I agree. There's no rush to find someone else.
Yet I understand where the OP is coming from. I first looked at several sites, including pay sites that let you look for free, a few months after after a very long relationship ended. No one appealed to me, so I thought maybe it was still too soon to consider someone else, so I put it aside for six months. I looked again and felt the same way, so I gave it another six months and looked again. At this point it was about a year and a half since the relationship ended and not only did no one appeal to me, I was very much turned off by the sea of faces, many of whom were there all three times I looked. That told me that they were either fake profiles, they weren't looking for anything real, or they had some kind of issue that when they did meet women, they somehow turned the women off, so they were still on the sites.
I changed cities and thought I would look again, just to see if the "flavor" of the men in the new city was somehow different. Again, no. And now in a new city, curiosity got the better of me a few months ago and no, no, no.
Is it me? Is it the quality of people on the sites? Is it that "old" guys don't appeal to me even though we are the same age? Is it that in the years I was in the relationship, online dating went from something fairly conversive with a logical progression (exchanging a few messages, a call, then plans for a date) to short-attention-span swipe culture and barely completed profiles?
Does it matter? All I know is that I reacted negatively to it, with feelings something like revulsion, so if I ever do decide to date again, that will likely not be the way I go about it. Never mind the fact that no one stood out or caught my eye, I realized I don't have the patience for the stupid comments women receive on those sites. The first time some 25-year-old wrote to me going on about "older women" I might just throw my phone in the garbage.
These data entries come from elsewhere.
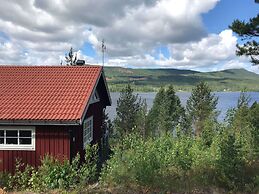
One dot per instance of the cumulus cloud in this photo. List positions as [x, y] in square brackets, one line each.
[41, 31]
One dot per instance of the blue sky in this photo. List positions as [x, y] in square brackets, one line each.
[226, 11]
[186, 34]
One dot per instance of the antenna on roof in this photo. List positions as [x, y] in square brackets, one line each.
[103, 50]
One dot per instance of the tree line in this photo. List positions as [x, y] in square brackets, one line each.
[172, 148]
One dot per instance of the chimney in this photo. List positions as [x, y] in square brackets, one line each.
[80, 62]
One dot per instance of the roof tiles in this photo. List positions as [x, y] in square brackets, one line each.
[46, 92]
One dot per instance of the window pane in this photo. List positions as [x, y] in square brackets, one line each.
[11, 133]
[11, 140]
[25, 141]
[24, 133]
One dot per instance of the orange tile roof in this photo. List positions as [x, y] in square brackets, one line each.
[52, 93]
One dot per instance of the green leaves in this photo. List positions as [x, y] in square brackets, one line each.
[201, 106]
[248, 31]
[131, 113]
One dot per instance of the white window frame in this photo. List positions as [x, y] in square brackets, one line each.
[95, 97]
[88, 130]
[18, 146]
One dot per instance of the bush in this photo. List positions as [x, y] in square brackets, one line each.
[180, 164]
[4, 179]
[55, 174]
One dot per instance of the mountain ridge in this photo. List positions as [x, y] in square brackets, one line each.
[184, 80]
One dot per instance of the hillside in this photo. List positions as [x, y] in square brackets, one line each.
[152, 79]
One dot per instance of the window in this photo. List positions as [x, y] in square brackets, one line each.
[17, 138]
[95, 97]
[88, 131]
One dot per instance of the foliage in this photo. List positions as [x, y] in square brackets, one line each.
[129, 112]
[71, 58]
[55, 174]
[201, 105]
[4, 179]
[248, 31]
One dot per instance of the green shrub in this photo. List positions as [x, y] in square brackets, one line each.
[170, 164]
[53, 173]
[4, 179]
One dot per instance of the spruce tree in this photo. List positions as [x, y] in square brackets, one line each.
[201, 106]
[128, 110]
[248, 31]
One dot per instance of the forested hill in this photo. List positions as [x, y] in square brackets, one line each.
[152, 79]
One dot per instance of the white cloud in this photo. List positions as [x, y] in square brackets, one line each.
[40, 32]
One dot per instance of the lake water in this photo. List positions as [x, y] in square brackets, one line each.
[226, 101]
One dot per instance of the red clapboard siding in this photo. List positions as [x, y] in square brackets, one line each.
[52, 140]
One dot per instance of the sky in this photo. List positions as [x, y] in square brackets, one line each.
[181, 34]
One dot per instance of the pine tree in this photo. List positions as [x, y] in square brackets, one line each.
[201, 106]
[248, 31]
[128, 110]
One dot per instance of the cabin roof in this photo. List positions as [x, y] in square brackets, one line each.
[46, 93]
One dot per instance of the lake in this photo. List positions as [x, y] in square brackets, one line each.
[226, 101]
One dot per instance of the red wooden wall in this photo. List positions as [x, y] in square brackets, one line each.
[52, 140]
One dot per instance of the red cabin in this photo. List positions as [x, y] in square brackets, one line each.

Dating someone else right away is the last thing you should be thinking about!
File for yr divorce. Heal. Take time to focus on you & then get back into it if u want. Whats the rush?
I agree w/ the above completely! OP, don't tell me you're one of those types who, "has to have a man" at all times or else...you just won't know what to do! Oh woe is me.
Based on another one of her threads, he's already found his upgrade and they have a week-long getaway planned.
Upgrade? He is very overweight. Would he have a lot of options? Plus the getaway is real per the messages on FB. Unless he got his friend to do a whole charade for him.